Le procès du meurtrier d’Aurore S. s’est poursuivi ce mardi à la cour d’assises du Bas-Rhin, où les proches du couple ont été appelés à témoigner. Ce moment a permis à plusieurs d’entre eux de faire entendre la voix d’Aurore et de lui rendre hommage.
Lors de la première audience, la présidente de la cour a rappelé la tragédie qui a frappé Aurore, dont le corps a été retrouvé sans vie en juillet 2022. Les accusations portent sur Benjamin L., l’ancien compagnon d’Aurore et père de leur fille, qui est accusé de l’avoir tuée après lui avoir assené une gifle puis l’avoir étranglée. Il aurait ensuite tenté de dissimuler son acte en plaçant un peignoir sous ses pieds pour faire croire à un accident.
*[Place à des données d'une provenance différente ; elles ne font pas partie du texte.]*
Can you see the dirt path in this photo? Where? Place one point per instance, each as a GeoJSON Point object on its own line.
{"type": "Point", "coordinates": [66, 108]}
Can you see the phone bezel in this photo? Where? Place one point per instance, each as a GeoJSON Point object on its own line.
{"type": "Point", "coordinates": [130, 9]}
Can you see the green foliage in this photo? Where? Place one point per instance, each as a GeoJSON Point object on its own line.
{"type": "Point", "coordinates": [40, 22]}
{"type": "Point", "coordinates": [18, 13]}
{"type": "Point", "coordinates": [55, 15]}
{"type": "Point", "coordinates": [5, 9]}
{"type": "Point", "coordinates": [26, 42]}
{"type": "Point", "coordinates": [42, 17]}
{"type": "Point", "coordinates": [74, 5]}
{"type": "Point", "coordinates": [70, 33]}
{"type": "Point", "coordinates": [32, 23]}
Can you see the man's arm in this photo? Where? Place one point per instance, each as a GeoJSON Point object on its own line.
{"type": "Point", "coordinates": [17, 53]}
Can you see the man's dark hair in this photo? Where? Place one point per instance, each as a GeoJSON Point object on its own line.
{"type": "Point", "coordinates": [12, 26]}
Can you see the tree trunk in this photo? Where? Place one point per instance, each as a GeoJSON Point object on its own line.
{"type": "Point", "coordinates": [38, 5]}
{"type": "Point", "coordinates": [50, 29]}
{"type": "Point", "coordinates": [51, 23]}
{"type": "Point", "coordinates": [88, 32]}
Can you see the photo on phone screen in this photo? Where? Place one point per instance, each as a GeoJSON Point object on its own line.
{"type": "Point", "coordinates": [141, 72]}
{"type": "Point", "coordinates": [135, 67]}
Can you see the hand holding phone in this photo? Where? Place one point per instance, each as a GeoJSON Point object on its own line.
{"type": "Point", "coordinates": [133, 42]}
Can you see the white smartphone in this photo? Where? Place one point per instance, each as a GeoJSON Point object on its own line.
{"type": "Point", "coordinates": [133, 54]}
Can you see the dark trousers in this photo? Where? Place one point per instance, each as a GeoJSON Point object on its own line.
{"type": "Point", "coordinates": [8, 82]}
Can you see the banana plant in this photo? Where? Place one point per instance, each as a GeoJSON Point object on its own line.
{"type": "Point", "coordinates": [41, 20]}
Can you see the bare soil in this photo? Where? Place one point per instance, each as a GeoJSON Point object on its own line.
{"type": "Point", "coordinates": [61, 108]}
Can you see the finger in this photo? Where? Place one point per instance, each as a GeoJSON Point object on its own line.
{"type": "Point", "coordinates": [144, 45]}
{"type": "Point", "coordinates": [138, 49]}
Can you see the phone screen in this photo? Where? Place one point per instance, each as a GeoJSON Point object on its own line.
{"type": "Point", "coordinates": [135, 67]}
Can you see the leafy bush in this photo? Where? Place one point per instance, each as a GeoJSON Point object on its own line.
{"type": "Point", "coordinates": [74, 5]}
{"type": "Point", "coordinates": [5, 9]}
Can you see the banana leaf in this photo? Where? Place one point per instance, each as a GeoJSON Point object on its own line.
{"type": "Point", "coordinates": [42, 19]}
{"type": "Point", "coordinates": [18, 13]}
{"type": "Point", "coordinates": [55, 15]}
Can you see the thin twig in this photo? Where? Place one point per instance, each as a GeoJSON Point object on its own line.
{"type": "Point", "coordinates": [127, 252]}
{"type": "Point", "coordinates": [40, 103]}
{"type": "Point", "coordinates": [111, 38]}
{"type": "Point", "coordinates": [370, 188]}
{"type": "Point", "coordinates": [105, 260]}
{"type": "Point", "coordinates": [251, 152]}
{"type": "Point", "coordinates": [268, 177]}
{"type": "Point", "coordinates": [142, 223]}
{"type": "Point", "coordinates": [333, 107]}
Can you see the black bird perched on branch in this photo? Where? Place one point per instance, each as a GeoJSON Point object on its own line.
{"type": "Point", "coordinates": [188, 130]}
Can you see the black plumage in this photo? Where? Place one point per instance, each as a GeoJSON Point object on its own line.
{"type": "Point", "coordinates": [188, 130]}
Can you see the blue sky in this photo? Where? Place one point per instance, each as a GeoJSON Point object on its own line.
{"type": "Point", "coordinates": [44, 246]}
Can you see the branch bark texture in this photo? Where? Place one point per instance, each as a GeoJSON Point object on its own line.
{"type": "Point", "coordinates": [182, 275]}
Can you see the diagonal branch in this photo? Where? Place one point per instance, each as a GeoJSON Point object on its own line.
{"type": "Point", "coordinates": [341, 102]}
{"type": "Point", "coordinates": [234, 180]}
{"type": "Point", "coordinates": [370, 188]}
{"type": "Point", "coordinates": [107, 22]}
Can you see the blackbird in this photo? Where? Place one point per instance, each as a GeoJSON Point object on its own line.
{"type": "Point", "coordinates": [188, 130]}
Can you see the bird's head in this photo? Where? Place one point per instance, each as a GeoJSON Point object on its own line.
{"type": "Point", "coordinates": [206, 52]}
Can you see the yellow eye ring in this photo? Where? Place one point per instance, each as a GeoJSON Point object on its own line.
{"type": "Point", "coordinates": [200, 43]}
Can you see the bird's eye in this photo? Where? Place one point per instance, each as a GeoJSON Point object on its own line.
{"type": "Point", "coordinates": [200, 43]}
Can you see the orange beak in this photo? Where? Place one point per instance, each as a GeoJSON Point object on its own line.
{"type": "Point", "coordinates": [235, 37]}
Florian, un ancien compagnon et ami d’Aurore, a souligné l’importance de se souvenir d’elle : « On a un devoir de mémoire vis-à-vis d’elle. Elle est morte dans l’indifférence et le silence le plus total. » Le témoignage de ses proches révèle la douleur persistante causée par sa perte. Léa, une ancienne colocataire, a partagé son chagrin : « C’était une de mes meilleures amies. »
Ce procès met en lumière non seulement la violence faite aux femmes, mais aussi l’importance de la mémoire collective face à ces tragédies. Les témoignages des proches d’Aurore visent à rappeler que derrière chaque statistique, il y a une vie brisée.